Xavier Rolet believes the commission, which is considering a relocation policy, has not given itself enough time to deal with an “extraordinarily complex” subject area.
Commission vice president Valdis Dombrovskis launched a consultation in early May as it considers various options for changing rules around clearing of euro-denominated derivatives.
The market is currently dominated by London and so the UK’s Brexit vote has raised concerns within the EU. Options on the table include forcing relocation of euro clearing activities and enhancing EU oversight of the market.
With the consultation due to end later this month, Rolet told the Sunday Telegraph: “It’s going to be complete chaos. This has not been properly thought through…
“To give the market a month for a consultation, it’s never happened in the history of the EU. You want a policy proposal in a month? Frankly that is not how good policy is made. Consider the systemic issues linked to a botched or hurried migration. This is extraordinarily complex.”

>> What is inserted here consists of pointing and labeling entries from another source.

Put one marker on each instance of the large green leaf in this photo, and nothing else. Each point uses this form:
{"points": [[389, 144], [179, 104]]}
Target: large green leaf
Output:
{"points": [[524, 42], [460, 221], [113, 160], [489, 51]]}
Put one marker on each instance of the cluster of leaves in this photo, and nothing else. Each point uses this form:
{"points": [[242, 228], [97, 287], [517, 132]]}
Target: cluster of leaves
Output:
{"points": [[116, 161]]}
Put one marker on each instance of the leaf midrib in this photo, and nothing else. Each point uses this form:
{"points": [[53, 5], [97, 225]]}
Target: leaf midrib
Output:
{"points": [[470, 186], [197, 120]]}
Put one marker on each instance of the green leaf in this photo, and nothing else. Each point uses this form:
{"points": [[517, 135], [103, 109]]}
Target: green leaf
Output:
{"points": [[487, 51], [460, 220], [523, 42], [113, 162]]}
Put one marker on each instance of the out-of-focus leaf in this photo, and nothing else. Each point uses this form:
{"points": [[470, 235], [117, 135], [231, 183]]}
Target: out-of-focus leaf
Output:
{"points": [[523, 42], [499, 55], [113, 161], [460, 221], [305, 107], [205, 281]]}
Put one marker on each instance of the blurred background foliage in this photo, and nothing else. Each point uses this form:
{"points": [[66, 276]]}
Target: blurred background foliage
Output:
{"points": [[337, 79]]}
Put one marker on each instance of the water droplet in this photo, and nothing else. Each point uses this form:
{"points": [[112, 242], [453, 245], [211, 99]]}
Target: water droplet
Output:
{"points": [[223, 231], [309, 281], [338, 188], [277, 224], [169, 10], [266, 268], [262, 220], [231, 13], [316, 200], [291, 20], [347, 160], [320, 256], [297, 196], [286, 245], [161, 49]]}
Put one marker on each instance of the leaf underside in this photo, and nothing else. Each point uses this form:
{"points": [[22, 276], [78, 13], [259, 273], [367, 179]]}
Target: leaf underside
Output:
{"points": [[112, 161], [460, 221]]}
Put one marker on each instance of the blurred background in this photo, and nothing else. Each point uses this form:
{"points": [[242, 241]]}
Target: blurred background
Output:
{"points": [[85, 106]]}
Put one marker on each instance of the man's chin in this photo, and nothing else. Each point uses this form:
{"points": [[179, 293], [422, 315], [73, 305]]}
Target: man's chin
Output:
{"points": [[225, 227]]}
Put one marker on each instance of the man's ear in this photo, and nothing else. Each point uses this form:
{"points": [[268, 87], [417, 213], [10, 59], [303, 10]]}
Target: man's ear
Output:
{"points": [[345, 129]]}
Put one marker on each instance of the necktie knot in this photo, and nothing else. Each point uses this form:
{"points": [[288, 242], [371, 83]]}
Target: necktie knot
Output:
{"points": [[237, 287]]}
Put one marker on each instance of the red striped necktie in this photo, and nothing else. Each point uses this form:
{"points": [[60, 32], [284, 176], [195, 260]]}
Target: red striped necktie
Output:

In a wide-ranging interview, Rolet also denied that Brexit was to blame for the breakdown of his company’s mega-merger with Deutsche Boerse.
Meanwhile, Deutsche Boerse itself waded into the current euro clearing debate at the end of last week. Eric Muller, chief executive of Deutsche Boerse’s Eurex clearing unit, called into question claims that shifting the market would create $77bn of new costs for banks.
He told Bloomberg: “The $77 billion number is very far from a realistic number.”